Finding his place
Halpern first got a taste of these unsavory changes early in his career at UCSB, after following a circuitous path toward his discipline. “Growing up in Oregon, the last place I ever thought I would be was Southern California, let alone Santa Barbara, which from Oregon looked like Southern California to me,” he says. He attended the small, liberal arts Carleton College in the Midwest, and followed that up with a stint in Boston — a job at MIT that had nothing to do with oceans, but gave him Friday afternoons “to go do something different.” He spent that extra time at the New England Aquarium, where he fell in love with the institution’s mission of education and conservation.
“They have this center tank that’s three stories tall and something like 50 feet wide, and it’s all a coral reef system. It’s this really amazing, inspired place,” he recalls. “I thought, ‘This is what I want to do. I want to be involved in places and in work that helps save the oceans.’”
With this plan in mind, a 24-year-old Halpern set out to apply to graduate schools, and UCSB’s marine biology graduate program popped up on his radar. It was one of the best in the country, and he was fortunate enough to get accepted to work at UCSB’s Department of Ecology, Evolution, and Marine Biology with coral reef ecologist Professor Robert Warner.
That was obviously the main motivation, he says, but what cinched the deal was that oh-so-California thing that gets everyone who visits Santa Barbara: the weather.
He went on to complete his doctoral work in 2003, then joined NCEAS as a research scientist. It was then a young institute, tasked with the brand-new mission of synthesizing a growing body of disparate, scattered ecological data in search of global patterns and big-picture insights.
“Some oceanographers and atmospheric scientists were trying to build global models of how processes work,” Halpern says. “But from an ecological and a human impacts line of inquiry, this idea of being able to ask things at a global scale was pretty new.” While ecologists around the world had mastered the techniques behind studying local and regional processes and relationships, they were still limited in their ability to examine the entire Earth as a complex series of interlocking ecologies. In bringing scientists and data from all over the world together and leveraging the power of the internet and data science, it was now possible to ask and answer the burning big-picture questions.
“Once you start being able to look at things at a global scale, all of a sudden your results become relevant to anyone on the planet,” he says. “The idea that you can pull back and see things on our whole planet at once is really both humbling and inspiring at the same time.”
The ocean’s voice
It was with this new perspective that Halpern and collaborators first tackled the question of human impacts on the ocean, taking everything into account, from greenhouse gases in the air to pollution runoff from the land to habitat degradation and overfishing in the waters. The results of the landmark study, published in 2008, were a shock to everyone: Almost half of the world’s oceans were heavily affected by human impacts, and very little, if any of it, was untouched by human activity.
Halpern and team were unprepared for the level of attention their paper would receive. Even before the Feb. 14, 2008, press conference at the annual American Association for the Advancement of Science meeting in Boston to announce their findings, they were bombarded with media requests from all over the world. During the meeting and for days after, they did interview after interview after interview for stories that filled the global news cycle.

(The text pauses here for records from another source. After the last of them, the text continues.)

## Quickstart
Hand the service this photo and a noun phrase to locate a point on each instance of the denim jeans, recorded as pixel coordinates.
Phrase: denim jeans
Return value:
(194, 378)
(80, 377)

“Friends in Africa were hearing the news story during a taxi ride,” Halpern recalled. “Friends in London saw it on the front page of a newspaper. It was just everywhere.”
The paper itself made a huge splash in scientific circles, garnering citation after citation — illustrating the hunger the ecological community had for this global perspective and providing a foundation for a slew of research papers to build upon. Hundreds of papers have cited that study each year since it was published, for a total of 8,177 citations and growing. The work helped put NCEAS on the map, and cemented Halpern’s reputation as a leader in the field.
Fast forward to today, and Halpern, who became the executive director of NCEAS in 2016, continues his work following the effects of global human activity. His projects have unlocked the often difficult-to-discern impacts of and relationships within the global food system; assessed the health of the world’s oceans; mapped areas of biodiversity; and studied the effectiveness of marine protected areas. His research has painted a picture of how we humans, collectively, impact the Earth’s ecological systems.
To fulfill NCEAS’s mission and extract insights and tease out large-scale patterns that can’t be seen from individual, local or regional studies, Halpern leans on the power of inclusion, creating an environment of collaboration, away from the siloed science that is often conducted at research institutions. “I’ve put a lot of effort into building a community that embraces all types of people and all types of thinking, and supports an open mindset approach to do this really powerful research,” he says.
NCEAS is a destination for ecologists and environmental scientists who want to get together, master the data and gain deep understanding of the big issues (and also visit Santa Barbara). In turn, working with NCEAS, the global community of environmental scientists has become more open, collaborative, interdisciplinary and synthetic, changing the culture and practice of environmental science. To bring the momentum of big data team science into the next generation, Halpern has launched AI for the Planet, an initiative that teaches scientists how to harness the power of artificial intelligence to drive insight, while learning how to use it responsibly.